Datos macro que sostienen el rebote

El telón macro aporta oxígeno. Reino Unido creció un 0,6% en el primer trimestre, un dato que suaviza el miedo a estancamiento y sostiene a los valores domésticos. Al mismo tiempo, España registró una desaceleración de la inflación anual hasta el 3,2% en abril, un argumento que el mercado traduce en una palabra: tipos. Menos presión de precios, mayor margen para que la política monetaria no apriete de más.

La lectura, no obstante, exige precisión. Crecimiento británico y desinflación española no son un giro europeo completo; son piezas. Pero en una sesión dominada por titulares geopolíticos, cualquier ancla macro reduce la volatilidad implícita. En otras palabras: el mercado no compra solo una reunión; compra también la idea de que Europa no está llegando al encuentro con la economía ya agotada.

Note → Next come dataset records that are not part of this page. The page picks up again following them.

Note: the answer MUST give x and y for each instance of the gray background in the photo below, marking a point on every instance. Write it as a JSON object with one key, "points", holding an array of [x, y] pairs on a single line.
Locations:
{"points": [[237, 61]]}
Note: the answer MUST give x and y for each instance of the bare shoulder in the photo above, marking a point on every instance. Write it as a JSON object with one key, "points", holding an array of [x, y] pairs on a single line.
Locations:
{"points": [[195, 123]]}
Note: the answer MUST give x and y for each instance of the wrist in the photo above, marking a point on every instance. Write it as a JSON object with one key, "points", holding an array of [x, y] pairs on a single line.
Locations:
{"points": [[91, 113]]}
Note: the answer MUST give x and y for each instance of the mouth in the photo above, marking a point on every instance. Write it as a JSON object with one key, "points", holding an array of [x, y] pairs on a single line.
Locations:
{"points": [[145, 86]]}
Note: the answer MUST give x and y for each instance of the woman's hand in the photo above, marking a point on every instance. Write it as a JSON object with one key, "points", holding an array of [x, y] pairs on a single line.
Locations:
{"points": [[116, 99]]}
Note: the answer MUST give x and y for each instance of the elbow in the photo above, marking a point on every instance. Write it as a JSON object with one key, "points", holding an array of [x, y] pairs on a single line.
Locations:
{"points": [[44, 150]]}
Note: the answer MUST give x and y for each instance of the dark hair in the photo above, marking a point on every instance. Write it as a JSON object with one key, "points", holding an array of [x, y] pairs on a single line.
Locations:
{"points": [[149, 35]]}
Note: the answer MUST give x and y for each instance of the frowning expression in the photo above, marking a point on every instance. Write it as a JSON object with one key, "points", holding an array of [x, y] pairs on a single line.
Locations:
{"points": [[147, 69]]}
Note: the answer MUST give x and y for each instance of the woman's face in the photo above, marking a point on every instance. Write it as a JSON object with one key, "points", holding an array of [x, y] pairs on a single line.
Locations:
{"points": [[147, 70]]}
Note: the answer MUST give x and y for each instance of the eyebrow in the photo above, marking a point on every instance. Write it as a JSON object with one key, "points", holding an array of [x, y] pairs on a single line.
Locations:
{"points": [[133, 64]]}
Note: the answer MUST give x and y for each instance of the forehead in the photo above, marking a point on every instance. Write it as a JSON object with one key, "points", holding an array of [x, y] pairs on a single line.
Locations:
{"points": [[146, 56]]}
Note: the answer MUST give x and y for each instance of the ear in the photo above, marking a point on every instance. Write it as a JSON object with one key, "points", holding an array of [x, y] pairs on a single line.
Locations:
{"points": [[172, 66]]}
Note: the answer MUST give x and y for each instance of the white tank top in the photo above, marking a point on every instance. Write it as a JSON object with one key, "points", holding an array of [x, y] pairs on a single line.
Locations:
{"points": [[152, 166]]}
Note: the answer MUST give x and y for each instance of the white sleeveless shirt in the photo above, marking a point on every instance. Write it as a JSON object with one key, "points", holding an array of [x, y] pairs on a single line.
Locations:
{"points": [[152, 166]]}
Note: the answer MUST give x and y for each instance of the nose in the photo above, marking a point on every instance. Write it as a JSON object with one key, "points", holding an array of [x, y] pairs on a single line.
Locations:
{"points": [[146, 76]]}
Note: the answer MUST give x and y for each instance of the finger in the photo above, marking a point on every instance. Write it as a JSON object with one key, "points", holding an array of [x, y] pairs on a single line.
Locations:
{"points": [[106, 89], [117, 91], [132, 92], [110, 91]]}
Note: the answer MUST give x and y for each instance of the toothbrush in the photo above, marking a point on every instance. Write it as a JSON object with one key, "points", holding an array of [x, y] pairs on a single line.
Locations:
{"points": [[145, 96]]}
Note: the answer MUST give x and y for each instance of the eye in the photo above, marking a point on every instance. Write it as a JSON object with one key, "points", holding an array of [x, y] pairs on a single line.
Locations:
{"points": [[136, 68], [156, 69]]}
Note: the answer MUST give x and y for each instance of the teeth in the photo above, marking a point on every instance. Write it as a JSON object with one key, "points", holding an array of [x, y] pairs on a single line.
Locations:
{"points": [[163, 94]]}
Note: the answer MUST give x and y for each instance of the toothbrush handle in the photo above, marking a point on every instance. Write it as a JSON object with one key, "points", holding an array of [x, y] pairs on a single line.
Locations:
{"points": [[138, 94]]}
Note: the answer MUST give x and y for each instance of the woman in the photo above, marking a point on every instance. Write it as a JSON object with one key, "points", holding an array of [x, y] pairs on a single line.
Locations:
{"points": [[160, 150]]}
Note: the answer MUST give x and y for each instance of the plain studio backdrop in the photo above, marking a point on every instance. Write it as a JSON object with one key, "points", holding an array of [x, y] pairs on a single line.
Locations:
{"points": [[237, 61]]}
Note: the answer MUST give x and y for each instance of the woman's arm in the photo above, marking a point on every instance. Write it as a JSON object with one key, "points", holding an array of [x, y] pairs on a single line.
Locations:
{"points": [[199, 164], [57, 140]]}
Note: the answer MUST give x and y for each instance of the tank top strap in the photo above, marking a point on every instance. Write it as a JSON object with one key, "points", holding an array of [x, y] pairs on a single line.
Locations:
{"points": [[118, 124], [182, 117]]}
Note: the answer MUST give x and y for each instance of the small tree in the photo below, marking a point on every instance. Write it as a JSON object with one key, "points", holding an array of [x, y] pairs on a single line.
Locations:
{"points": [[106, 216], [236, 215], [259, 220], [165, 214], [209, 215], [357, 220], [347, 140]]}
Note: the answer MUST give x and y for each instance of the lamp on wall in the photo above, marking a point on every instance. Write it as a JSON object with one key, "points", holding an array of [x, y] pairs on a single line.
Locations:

Semiconductores, el termómetro real

Si había un sector dispuesto a votar con su cotización era el de semiconductores. Infineon destacaba con subidas del 2,52% en el DAX y del 2,25% en el Euro Stoxx 50, mientras STMicroelectronics avanzaba un 1,89%. No es casualidad: el chip es la mercancía estratégica por excelencia, el punto donde comercio, tecnología y seguridad nacional se cruzan sin disimulo.

El diagnóstico es inequívoco. Si el mercado compra una distensión, lo hace primero en aquellos valores que han sufrido más por controles de exportación, restricciones y temor a represalias. Pero también es el primer lugar donde se notaría una recaída. Por eso, la subida del sector funciona como un “proxy” de expectativa: la Bolsa está diciendo que, hoy, ve más probable la negociación que la escalada.

El dólar, la pólvora bajo el mercado

En divisas, la reacción ha sido contenida: el euro cotizaba prácticamente plano en $1,17183 y la libra en $1,35273. Esa calma no es indiferencia; es prudencia. Cuando el mercado realmente cree en un gran acuerdo, suele castigar al dólar por apetito de riesgo. Cuando teme un choque, lo compra como refugio. Aquí, por ahora, no hay apuesta fuerte.

Este equilibrio frágil tiene implicaciones. Si la cumbre produce señales concretas, el euro podría ganar tracción por mejora del comercio global y por el sesgo exportador de la eurozona. Si, en cambio, el discurso sobre Taiwán se endurece, el movimiento puede ser inverso: dólar al alza, bolsas a la baja y rotación hacia defensivos. Entre ambos escenarios hay un detalle que manda más que las frases: si de Pekín salen compromisos verificables o solo declaraciones. El mercado, como siempre, distingue rápidamente entre gesto y sustancia.